Ich bin zurück im Süden Russlands, bei Taganrog nahe der Grenze zur Ukraine und dem Kriegsgebiet im Donbass. Lilija und Aleksander haben mich auf ihre Datscha nur eingeladen, aber nur, weil wir eine gemeinsame Bekannte haben. Grundvoraussetzung auch hier: Wir reden nicht über Politik, und der Nachname bleibt unerwähnt. Viele Russen sind in den letzten Jahren vorsichtig geworden im Umgang mit deutschen Journalisten. Die zehnjährige Tochter Vasilisa öffnet das Tor.
Selbstverwirklichung im Blockhaus
Die Datscha ist ein Blockhaus, wenige Jahre alt. Die Stämme sind dunkel lackiert, der Eingang überdacht. Alles ist rechtwinklig. Die Gehwegplatten, die Auffahrt für zwei Autos. In der Ecke steht ein zweites Blockhaus, hinten ein Schuppen. Für Grün ist wenig Platz, etwas Rasen, einige Obstbäume.
Lilija begrüßt mich herzlich und bietet als erstes einen Milchshake an. Sie ist Ende 40 und trägt ein bequemes langes T-Shirt.
In der Küche ist es angenehm kühl. Auch die Katze hat sich hierhin verzogen, streicht mir um die Beine.
Auf dem Tisch steht ein Vogelkäfig mit einem gelben Kanarienvogel. Dem geht es gut, trotz der Katze im Raum.
"Tagsüber sind wir meist in der Stadt, selbst am Wochenende. Aber wir kommen her, so oft es geht. Denn hier ist es gut. Sogar im Winter. Und wir haben ja auch den Vogel und die Katze hier."
Lilija ist Juristin, ihr Mann ist Unternehmer.
"In der Stadt haben wir ein sehr stressiges Leben: Ich arbeite, und außerdem muss ich das Kind ständig irgendwohin fahren, ihr Papa ist zu beschäftigt. Hier auf der Datscha ruhen wir uns aus."

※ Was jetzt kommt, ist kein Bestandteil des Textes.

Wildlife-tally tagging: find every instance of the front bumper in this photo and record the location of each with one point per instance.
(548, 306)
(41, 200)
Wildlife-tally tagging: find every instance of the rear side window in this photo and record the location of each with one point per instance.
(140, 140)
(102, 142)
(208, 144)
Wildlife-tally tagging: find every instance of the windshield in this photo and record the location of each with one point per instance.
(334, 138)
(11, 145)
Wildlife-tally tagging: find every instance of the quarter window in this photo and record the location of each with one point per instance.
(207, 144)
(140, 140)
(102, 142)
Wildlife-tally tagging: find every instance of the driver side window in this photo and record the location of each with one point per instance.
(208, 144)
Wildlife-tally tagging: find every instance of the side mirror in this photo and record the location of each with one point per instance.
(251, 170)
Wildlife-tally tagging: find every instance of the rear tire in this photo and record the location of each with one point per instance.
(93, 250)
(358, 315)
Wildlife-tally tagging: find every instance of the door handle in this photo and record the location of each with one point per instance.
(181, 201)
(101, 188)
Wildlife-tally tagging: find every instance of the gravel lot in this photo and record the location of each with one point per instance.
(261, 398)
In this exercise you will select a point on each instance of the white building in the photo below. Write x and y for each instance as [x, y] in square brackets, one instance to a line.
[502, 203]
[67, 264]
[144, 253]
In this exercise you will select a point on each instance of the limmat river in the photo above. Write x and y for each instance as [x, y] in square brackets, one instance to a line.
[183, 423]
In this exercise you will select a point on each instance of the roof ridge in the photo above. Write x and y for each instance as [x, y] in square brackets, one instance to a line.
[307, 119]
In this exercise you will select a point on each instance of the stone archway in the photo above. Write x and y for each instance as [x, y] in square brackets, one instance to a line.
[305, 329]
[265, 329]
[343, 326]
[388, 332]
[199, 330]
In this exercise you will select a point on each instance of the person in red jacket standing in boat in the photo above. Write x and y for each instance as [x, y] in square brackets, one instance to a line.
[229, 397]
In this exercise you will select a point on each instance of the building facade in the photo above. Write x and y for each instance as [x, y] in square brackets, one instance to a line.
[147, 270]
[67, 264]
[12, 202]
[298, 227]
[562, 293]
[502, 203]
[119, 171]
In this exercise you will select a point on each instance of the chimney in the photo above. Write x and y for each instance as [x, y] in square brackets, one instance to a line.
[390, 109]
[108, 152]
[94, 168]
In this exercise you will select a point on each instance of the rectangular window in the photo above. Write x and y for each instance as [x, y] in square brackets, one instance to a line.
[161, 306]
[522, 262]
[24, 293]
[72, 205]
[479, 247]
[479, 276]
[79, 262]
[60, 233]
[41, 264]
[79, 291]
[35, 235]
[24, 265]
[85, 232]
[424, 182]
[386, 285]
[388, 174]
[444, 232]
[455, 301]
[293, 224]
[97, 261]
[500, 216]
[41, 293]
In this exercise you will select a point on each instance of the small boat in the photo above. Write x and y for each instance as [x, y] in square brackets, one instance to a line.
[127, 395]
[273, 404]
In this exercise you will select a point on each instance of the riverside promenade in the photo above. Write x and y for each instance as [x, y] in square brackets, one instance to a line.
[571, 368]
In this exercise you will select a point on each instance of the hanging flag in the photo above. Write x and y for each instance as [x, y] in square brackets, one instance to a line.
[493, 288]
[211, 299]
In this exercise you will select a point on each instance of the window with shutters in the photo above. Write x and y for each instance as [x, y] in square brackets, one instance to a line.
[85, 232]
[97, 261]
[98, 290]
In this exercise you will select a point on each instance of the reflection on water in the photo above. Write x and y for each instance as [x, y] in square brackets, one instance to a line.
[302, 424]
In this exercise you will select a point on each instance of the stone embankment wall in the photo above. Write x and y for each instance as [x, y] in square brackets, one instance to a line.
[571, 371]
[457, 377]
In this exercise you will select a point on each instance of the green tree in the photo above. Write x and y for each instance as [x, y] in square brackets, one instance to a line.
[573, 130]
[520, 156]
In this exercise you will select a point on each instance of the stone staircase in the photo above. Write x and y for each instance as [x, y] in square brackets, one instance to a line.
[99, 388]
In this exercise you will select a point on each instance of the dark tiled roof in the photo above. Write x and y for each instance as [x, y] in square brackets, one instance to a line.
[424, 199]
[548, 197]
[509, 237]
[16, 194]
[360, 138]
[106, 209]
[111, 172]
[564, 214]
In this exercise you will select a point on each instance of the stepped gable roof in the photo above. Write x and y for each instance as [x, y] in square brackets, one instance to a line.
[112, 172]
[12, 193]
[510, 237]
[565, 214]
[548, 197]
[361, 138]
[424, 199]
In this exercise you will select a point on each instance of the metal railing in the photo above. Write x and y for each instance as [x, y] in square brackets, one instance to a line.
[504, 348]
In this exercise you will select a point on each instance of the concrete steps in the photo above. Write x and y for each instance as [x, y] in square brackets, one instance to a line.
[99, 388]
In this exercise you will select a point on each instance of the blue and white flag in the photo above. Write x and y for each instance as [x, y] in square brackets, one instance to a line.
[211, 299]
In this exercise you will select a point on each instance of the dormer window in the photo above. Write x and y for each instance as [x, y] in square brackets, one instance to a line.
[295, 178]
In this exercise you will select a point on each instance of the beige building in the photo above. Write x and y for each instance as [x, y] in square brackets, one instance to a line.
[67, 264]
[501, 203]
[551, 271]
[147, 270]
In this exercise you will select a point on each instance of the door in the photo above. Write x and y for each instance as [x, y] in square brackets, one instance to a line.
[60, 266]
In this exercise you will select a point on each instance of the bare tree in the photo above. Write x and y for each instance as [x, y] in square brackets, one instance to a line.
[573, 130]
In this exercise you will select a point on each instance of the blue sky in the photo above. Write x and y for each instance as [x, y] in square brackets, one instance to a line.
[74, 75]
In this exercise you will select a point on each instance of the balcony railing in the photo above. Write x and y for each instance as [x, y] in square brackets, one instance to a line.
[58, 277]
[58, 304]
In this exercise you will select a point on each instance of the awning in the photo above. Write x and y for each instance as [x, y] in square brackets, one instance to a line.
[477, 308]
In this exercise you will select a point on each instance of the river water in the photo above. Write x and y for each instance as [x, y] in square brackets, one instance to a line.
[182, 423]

Lilija und Vasilisa zeigen mir das zweite Blockhaus. Dort sind die Schlafzimmer, einfach eingerichtet, ein Spielzimmer und im Flur die Hauptattraktion.
"Ein ganzer Kühlschrank voller Eis! Wir haben sehr viel Eis, tiefgekühlte Pizza, Pilze, Pfannküchlein. Mein Vater ist nämlich Eisunternehmer! Er ist Direktor eines Warenlagers für Eis."
"Wir haben vor drei Jahren all unsere Ersparnisse für diese Datscha ausgegeben. Es war unser Traum. Wir haben immer viel Besuch, hier ist viel Platz. Wir haben bisher nicht viel verändert, wir renovieren gerade unsere Stadtwohnung. Aber wir werden bald einen Designer beauftragen. Er soll alles im russischen Stil herrichten, mit echten Holzschnitzereien. Schön soll es werden."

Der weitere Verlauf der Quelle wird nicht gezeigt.